Duplicate items are appearing in the Review Set and in Exports from Symantec Enterprise Vault (EV) Compliance Accelerator (CA) and Discovery Accelerator (DA).
Beginning with Compliance Accelerator (CA) and Discovery Accelerator (DA) 9.0, deduplication features are built-in to reduce the number of duplicate items either captured in CA searches or viewed in CA and DA review and / or export sets.
For Compliance Accelerator:
Items captured by Random Sampling are not deduplicated. CA Searches perform deduplication processing at the individual search level. When the Review tab is selected in the CA Client and a specific Department is selected for review, items are displayed based on the selection facets in the filter pane. When an export is configured within the Department's Export tab, the export selection facets determine what is to be exported.
Duplicate items can be seen in the Department Review Set or selected for export when any of the following conditions are met, regardless of the 'Include items already in review' option usage in the search or searches that captured the duplicate items:
1) No facets are selected to show or export only items captured by specific searches.
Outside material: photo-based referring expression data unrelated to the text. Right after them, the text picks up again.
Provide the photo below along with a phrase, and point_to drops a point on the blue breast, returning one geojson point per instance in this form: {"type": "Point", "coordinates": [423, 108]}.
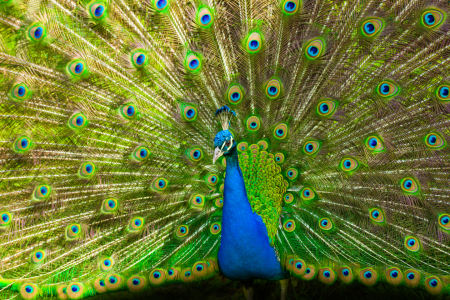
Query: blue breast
{"type": "Point", "coordinates": [245, 251]}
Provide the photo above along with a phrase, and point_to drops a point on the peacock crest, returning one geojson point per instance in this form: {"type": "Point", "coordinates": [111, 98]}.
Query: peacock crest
{"type": "Point", "coordinates": [146, 143]}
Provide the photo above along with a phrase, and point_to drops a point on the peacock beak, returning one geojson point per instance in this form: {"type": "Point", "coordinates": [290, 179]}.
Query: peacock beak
{"type": "Point", "coordinates": [217, 153]}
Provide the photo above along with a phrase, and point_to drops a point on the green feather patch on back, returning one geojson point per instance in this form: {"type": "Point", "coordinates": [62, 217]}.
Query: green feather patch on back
{"type": "Point", "coordinates": [265, 185]}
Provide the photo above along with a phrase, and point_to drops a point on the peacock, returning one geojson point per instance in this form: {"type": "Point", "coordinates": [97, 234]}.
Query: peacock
{"type": "Point", "coordinates": [145, 143]}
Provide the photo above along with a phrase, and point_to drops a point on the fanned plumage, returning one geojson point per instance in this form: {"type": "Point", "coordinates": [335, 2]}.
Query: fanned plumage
{"type": "Point", "coordinates": [341, 125]}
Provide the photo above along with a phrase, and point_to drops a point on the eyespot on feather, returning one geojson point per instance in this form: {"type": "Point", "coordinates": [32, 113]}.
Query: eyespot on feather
{"type": "Point", "coordinates": [22, 144]}
{"type": "Point", "coordinates": [409, 185]}
{"type": "Point", "coordinates": [172, 274]}
{"type": "Point", "coordinates": [42, 192]}
{"type": "Point", "coordinates": [310, 273]}
{"type": "Point", "coordinates": [100, 285]}
{"type": "Point", "coordinates": [20, 92]}
{"type": "Point", "coordinates": [87, 170]}
{"type": "Point", "coordinates": [61, 292]}
{"type": "Point", "coordinates": [211, 179]}
{"type": "Point", "coordinates": [289, 225]}
{"type": "Point", "coordinates": [432, 18]}
{"type": "Point", "coordinates": [128, 111]}
{"type": "Point", "coordinates": [394, 275]}
{"type": "Point", "coordinates": [136, 283]}
{"type": "Point", "coordinates": [345, 274]}
{"type": "Point", "coordinates": [186, 275]}
{"type": "Point", "coordinates": [193, 62]}
{"type": "Point", "coordinates": [327, 275]}
{"type": "Point", "coordinates": [434, 140]}
{"type": "Point", "coordinates": [280, 131]}
{"type": "Point", "coordinates": [242, 146]}
{"type": "Point", "coordinates": [197, 201]}
{"type": "Point", "coordinates": [376, 215]}
{"type": "Point", "coordinates": [372, 27]}
{"type": "Point", "coordinates": [5, 219]}
{"type": "Point", "coordinates": [443, 92]}
{"type": "Point", "coordinates": [368, 276]}
{"type": "Point", "coordinates": [315, 48]}
{"type": "Point", "coordinates": [263, 145]}
{"type": "Point", "coordinates": [290, 7]}
{"type": "Point", "coordinates": [298, 267]}
{"type": "Point", "coordinates": [215, 228]}
{"type": "Point", "coordinates": [235, 94]}
{"type": "Point", "coordinates": [412, 244]}
{"type": "Point", "coordinates": [387, 89]}
{"type": "Point", "coordinates": [205, 17]}
{"type": "Point", "coordinates": [189, 112]}
{"type": "Point", "coordinates": [326, 108]}
{"type": "Point", "coordinates": [253, 123]}
{"type": "Point", "coordinates": [161, 5]}
{"type": "Point", "coordinates": [106, 264]}
{"type": "Point", "coordinates": [218, 202]}
{"type": "Point", "coordinates": [113, 282]}
{"type": "Point", "coordinates": [182, 231]}
{"type": "Point", "coordinates": [110, 205]}
{"type": "Point", "coordinates": [36, 32]}
{"type": "Point", "coordinates": [374, 144]}
{"type": "Point", "coordinates": [349, 164]}
{"type": "Point", "coordinates": [29, 291]}
{"type": "Point", "coordinates": [139, 58]}
{"type": "Point", "coordinates": [194, 154]}
{"type": "Point", "coordinates": [308, 194]}
{"type": "Point", "coordinates": [97, 10]}
{"type": "Point", "coordinates": [75, 290]}
{"type": "Point", "coordinates": [279, 158]}
{"type": "Point", "coordinates": [160, 184]}
{"type": "Point", "coordinates": [76, 68]}
{"type": "Point", "coordinates": [288, 198]}
{"type": "Point", "coordinates": [136, 223]}
{"type": "Point", "coordinates": [326, 224]}
{"type": "Point", "coordinates": [433, 285]}
{"type": "Point", "coordinates": [292, 174]}
{"type": "Point", "coordinates": [73, 231]}
{"type": "Point", "coordinates": [254, 42]}
{"type": "Point", "coordinates": [37, 256]}
{"type": "Point", "coordinates": [412, 278]}
{"type": "Point", "coordinates": [140, 154]}
{"type": "Point", "coordinates": [157, 276]}
{"type": "Point", "coordinates": [273, 89]}
{"type": "Point", "coordinates": [78, 121]}
{"type": "Point", "coordinates": [200, 269]}
{"type": "Point", "coordinates": [311, 147]}
{"type": "Point", "coordinates": [444, 221]}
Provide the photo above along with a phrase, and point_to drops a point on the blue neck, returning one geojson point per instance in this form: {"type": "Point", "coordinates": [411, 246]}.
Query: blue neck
{"type": "Point", "coordinates": [245, 252]}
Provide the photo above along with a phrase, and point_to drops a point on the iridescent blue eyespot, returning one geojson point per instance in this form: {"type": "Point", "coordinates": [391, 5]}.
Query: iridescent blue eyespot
{"type": "Point", "coordinates": [290, 6]}
{"type": "Point", "coordinates": [433, 282]}
{"type": "Point", "coordinates": [313, 50]}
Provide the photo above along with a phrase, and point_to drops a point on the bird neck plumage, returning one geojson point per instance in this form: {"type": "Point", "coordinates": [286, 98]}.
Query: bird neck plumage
{"type": "Point", "coordinates": [235, 194]}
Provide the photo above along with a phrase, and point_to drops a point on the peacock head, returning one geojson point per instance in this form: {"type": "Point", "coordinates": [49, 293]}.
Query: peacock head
{"type": "Point", "coordinates": [223, 144]}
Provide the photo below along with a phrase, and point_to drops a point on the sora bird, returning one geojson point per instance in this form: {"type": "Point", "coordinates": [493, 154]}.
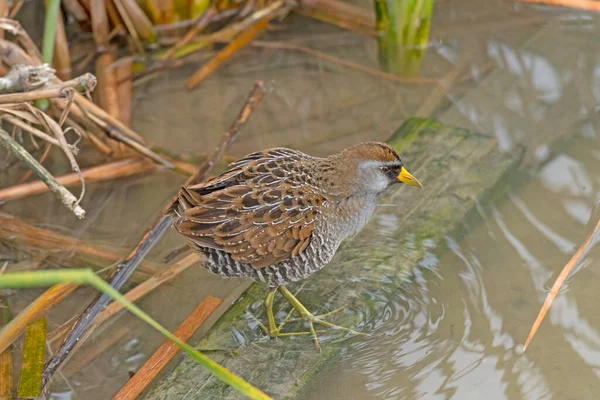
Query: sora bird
{"type": "Point", "coordinates": [279, 215]}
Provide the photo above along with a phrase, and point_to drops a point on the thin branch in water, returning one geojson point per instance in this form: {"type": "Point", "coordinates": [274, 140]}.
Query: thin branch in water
{"type": "Point", "coordinates": [59, 190]}
{"type": "Point", "coordinates": [33, 311]}
{"type": "Point", "coordinates": [150, 238]}
{"type": "Point", "coordinates": [558, 284]}
{"type": "Point", "coordinates": [85, 83]}
{"type": "Point", "coordinates": [167, 350]}
{"type": "Point", "coordinates": [141, 290]}
{"type": "Point", "coordinates": [240, 41]}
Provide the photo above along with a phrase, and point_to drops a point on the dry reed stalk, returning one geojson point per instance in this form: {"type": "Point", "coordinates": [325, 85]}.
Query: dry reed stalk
{"type": "Point", "coordinates": [14, 9]}
{"type": "Point", "coordinates": [167, 350]}
{"type": "Point", "coordinates": [107, 84]}
{"type": "Point", "coordinates": [12, 228]}
{"type": "Point", "coordinates": [558, 284]}
{"type": "Point", "coordinates": [62, 56]}
{"type": "Point", "coordinates": [76, 10]}
{"type": "Point", "coordinates": [133, 295]}
{"type": "Point", "coordinates": [240, 41]}
{"type": "Point", "coordinates": [41, 160]}
{"type": "Point", "coordinates": [66, 197]}
{"type": "Point", "coordinates": [124, 74]}
{"type": "Point", "coordinates": [587, 5]}
{"type": "Point", "coordinates": [100, 27]}
{"type": "Point", "coordinates": [198, 26]}
{"type": "Point", "coordinates": [138, 18]}
{"type": "Point", "coordinates": [33, 311]}
{"type": "Point", "coordinates": [85, 82]}
{"type": "Point", "coordinates": [32, 364]}
{"type": "Point", "coordinates": [100, 173]}
{"type": "Point", "coordinates": [150, 238]}
{"type": "Point", "coordinates": [113, 16]}
{"type": "Point", "coordinates": [160, 11]}
{"type": "Point", "coordinates": [96, 350]}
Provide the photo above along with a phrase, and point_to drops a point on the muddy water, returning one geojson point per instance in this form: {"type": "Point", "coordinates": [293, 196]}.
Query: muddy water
{"type": "Point", "coordinates": [456, 331]}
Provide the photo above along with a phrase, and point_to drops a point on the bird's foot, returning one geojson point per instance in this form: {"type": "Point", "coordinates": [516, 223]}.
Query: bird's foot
{"type": "Point", "coordinates": [311, 319]}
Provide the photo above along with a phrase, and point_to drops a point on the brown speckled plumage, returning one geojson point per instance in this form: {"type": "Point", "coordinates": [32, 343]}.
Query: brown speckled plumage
{"type": "Point", "coordinates": [279, 215]}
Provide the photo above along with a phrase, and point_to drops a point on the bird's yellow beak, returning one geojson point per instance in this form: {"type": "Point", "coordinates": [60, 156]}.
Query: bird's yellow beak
{"type": "Point", "coordinates": [406, 177]}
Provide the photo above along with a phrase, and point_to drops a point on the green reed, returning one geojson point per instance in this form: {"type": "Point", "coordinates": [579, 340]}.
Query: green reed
{"type": "Point", "coordinates": [403, 34]}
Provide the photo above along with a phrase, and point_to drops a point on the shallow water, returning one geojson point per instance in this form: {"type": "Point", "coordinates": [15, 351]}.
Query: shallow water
{"type": "Point", "coordinates": [456, 331]}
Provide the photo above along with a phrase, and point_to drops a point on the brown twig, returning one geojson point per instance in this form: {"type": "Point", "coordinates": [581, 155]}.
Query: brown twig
{"type": "Point", "coordinates": [558, 284]}
{"type": "Point", "coordinates": [66, 197]}
{"type": "Point", "coordinates": [101, 173]}
{"type": "Point", "coordinates": [167, 350]}
{"type": "Point", "coordinates": [12, 228]}
{"type": "Point", "coordinates": [201, 23]}
{"type": "Point", "coordinates": [96, 350]}
{"type": "Point", "coordinates": [240, 41]}
{"type": "Point", "coordinates": [124, 75]}
{"type": "Point", "coordinates": [587, 5]}
{"type": "Point", "coordinates": [149, 239]}
{"type": "Point", "coordinates": [84, 83]}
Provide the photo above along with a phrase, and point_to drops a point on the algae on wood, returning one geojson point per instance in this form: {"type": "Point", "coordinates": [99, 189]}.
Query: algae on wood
{"type": "Point", "coordinates": [30, 379]}
{"type": "Point", "coordinates": [456, 167]}
{"type": "Point", "coordinates": [6, 363]}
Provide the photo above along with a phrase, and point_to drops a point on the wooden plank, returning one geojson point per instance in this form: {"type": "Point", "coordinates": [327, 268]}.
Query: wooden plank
{"type": "Point", "coordinates": [457, 168]}
{"type": "Point", "coordinates": [167, 350]}
{"type": "Point", "coordinates": [30, 379]}
{"type": "Point", "coordinates": [6, 362]}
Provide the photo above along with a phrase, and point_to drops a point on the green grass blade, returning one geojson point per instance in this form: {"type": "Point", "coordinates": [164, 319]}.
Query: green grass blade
{"type": "Point", "coordinates": [87, 277]}
{"type": "Point", "coordinates": [30, 379]}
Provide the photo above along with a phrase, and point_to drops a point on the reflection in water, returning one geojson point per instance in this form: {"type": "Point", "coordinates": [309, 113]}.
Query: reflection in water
{"type": "Point", "coordinates": [454, 328]}
{"type": "Point", "coordinates": [457, 330]}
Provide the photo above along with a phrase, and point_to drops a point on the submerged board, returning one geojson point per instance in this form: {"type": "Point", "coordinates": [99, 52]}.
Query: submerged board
{"type": "Point", "coordinates": [457, 168]}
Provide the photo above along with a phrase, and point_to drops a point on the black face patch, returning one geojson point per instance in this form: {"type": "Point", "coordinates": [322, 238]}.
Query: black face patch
{"type": "Point", "coordinates": [392, 172]}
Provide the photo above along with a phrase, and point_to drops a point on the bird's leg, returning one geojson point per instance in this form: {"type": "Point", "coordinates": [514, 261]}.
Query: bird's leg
{"type": "Point", "coordinates": [310, 318]}
{"type": "Point", "coordinates": [273, 330]}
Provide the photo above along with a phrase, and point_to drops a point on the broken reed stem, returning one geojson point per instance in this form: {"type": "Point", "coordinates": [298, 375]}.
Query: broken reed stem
{"type": "Point", "coordinates": [133, 295]}
{"type": "Point", "coordinates": [587, 5]}
{"type": "Point", "coordinates": [240, 41]}
{"type": "Point", "coordinates": [84, 83]}
{"type": "Point", "coordinates": [33, 311]}
{"type": "Point", "coordinates": [558, 284]}
{"type": "Point", "coordinates": [100, 173]}
{"type": "Point", "coordinates": [117, 280]}
{"type": "Point", "coordinates": [32, 364]}
{"type": "Point", "coordinates": [167, 350]}
{"type": "Point", "coordinates": [149, 239]}
{"type": "Point", "coordinates": [62, 57]}
{"type": "Point", "coordinates": [123, 76]}
{"type": "Point", "coordinates": [66, 197]}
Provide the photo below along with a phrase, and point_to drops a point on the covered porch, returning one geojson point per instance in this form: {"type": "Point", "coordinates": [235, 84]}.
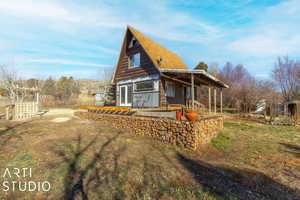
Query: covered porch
{"type": "Point", "coordinates": [195, 78]}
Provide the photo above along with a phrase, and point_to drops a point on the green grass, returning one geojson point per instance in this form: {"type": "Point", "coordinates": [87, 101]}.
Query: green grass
{"type": "Point", "coordinates": [222, 142]}
{"type": "Point", "coordinates": [135, 167]}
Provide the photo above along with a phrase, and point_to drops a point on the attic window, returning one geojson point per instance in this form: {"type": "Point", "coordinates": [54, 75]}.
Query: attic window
{"type": "Point", "coordinates": [132, 42]}
{"type": "Point", "coordinates": [135, 60]}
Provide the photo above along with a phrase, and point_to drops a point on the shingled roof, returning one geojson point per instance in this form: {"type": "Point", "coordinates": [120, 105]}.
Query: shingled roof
{"type": "Point", "coordinates": [160, 56]}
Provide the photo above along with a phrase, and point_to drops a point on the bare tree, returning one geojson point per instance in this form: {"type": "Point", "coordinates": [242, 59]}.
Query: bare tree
{"type": "Point", "coordinates": [9, 83]}
{"type": "Point", "coordinates": [245, 91]}
{"type": "Point", "coordinates": [14, 87]}
{"type": "Point", "coordinates": [286, 75]}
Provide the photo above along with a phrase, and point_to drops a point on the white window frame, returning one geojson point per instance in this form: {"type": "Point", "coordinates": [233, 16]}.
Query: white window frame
{"type": "Point", "coordinates": [131, 42]}
{"type": "Point", "coordinates": [126, 96]}
{"type": "Point", "coordinates": [129, 60]}
{"type": "Point", "coordinates": [188, 92]}
{"type": "Point", "coordinates": [170, 89]}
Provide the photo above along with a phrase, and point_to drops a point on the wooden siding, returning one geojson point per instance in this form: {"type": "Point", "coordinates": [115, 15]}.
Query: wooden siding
{"type": "Point", "coordinates": [124, 72]}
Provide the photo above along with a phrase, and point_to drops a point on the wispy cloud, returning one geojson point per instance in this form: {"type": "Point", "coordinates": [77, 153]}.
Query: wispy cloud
{"type": "Point", "coordinates": [65, 62]}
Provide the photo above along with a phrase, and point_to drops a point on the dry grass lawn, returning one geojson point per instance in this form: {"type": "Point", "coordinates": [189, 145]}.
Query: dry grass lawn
{"type": "Point", "coordinates": [86, 160]}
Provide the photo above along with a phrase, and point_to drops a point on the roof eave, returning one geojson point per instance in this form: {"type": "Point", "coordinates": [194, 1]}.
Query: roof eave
{"type": "Point", "coordinates": [196, 71]}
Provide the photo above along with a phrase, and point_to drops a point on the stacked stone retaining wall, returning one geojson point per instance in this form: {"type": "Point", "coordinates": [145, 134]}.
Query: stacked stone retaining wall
{"type": "Point", "coordinates": [187, 134]}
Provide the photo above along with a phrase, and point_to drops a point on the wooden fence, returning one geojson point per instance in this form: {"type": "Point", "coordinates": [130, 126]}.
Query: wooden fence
{"type": "Point", "coordinates": [22, 111]}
This could include Random Sampled items along with search captured items in the Export or Review Set.
2) At least 2 searches have been run with the same criteria where duplicates of a message exist in the archive(s) being searched and no Search facets are selected to narrow the Export or Review Set contents to the captured items from a specific search.
For Discovery Accelerator:
Items captured by DA searches are deduplicated during the Review Set processing based on the Stack option setting of None, Similar, or Duplicate. This Stack option is available in the list view (middle) pane on the Review tab in the DA Client. Items captured by DA searches are deduplicated during the Export Set processing based on export selection facets.
For DA Review Sets:
- When the Stack option is set to none, duplicate items captured in the Case will be shown in the review set if they were captured by a single search or if they were captured by multiple searches.
- When the Stack option is set to 'Similar', duplicate items are determined based on metadata such as, but not limited to, ConversationID, Author, Recipient(s), and Subject.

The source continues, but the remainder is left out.